La vie petit rouquin mal aimé de sa mère, ne se consolant pas de la mort d’une sœur adorée, accordéoniste virtuose à douze ans puis jouant dans les bals de sa région, la Lorraine belge, au cours de batterie du maître Kenny Clarke en passant par la guerre de Corée en tant que volontaire à dix-sept ans, se déroule d’une façon mouvementée à la mesure de cette musique qu’il vénère, de cette syncope qui est une maladie musicale qui sert à guérie la phrase mais qui le sauvera : sans la musique je serais aux travaux forcés.

Ce roman foisonnant (un demi-siècle d’histoire contemporaine ; de la turbulence de sa jeunesse à l’âge de la retraite et la transmission du savoir) nous emporte en un maelström verbal dans lequel les accidents rythmiques et harmoniques, ces accords de « musique de nègre », se conjuguent en mots et phrases swingantes, frappantes, captivantes, enivrantes, envoûtantes, comme un respiration syncopée ou chaloupée venant du soufflet de son accordéon, comme un cœur qui bat avec des baguettes, avec des bouts de bois de fagots, il tape sur les casseroles, les chaises, les portes, les armoires, il tape dans les toilettes, sur les fenêtres, Louis est fou, on disait à ma mère t’as engendré un fou, il tape sur tout, tout le temps…

Louis Mellyne, celui dont la photo aurait pu faire la couverture des magazines spécialisés a donc décidé de rester dans sa région.

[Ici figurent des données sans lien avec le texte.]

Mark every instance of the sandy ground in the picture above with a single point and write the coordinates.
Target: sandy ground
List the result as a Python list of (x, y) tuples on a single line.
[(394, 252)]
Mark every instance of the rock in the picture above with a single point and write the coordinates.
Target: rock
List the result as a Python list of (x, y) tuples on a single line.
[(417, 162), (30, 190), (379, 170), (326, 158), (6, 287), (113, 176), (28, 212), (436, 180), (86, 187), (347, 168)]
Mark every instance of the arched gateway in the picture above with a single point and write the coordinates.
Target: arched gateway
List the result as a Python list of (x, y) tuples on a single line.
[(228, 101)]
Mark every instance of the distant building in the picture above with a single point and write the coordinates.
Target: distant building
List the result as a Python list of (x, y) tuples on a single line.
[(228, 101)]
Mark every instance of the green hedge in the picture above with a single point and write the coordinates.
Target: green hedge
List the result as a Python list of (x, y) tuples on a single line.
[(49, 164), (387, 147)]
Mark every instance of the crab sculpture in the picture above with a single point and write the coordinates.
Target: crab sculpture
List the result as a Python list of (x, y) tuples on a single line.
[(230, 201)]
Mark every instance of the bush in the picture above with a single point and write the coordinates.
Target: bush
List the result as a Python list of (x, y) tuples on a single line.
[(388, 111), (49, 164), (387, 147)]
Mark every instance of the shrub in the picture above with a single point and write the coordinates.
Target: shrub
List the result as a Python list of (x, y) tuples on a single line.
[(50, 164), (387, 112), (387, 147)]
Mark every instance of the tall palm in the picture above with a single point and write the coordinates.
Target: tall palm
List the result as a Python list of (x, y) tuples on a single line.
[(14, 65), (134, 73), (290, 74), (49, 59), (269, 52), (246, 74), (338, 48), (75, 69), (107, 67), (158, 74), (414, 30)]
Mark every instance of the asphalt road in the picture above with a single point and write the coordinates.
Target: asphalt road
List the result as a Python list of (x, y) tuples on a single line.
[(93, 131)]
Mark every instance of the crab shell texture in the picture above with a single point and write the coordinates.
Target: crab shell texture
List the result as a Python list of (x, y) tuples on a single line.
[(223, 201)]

Lucien Putz, celui dont le roman célèbre cette vie à la fois de renoncement et d’exaltation, nous invite à une réflexion sur le création artistique, sur le sens à donner à son existence. Il espère que le lecteur le suivra tout au long de ce chemin et qu’il ne s’arrêtera pas au premier caillou venu se coincer dans sa chaussure ; qu’il soit rassuré, dans la mienne, je n’ai pas trouvé le plus petit grain de sable.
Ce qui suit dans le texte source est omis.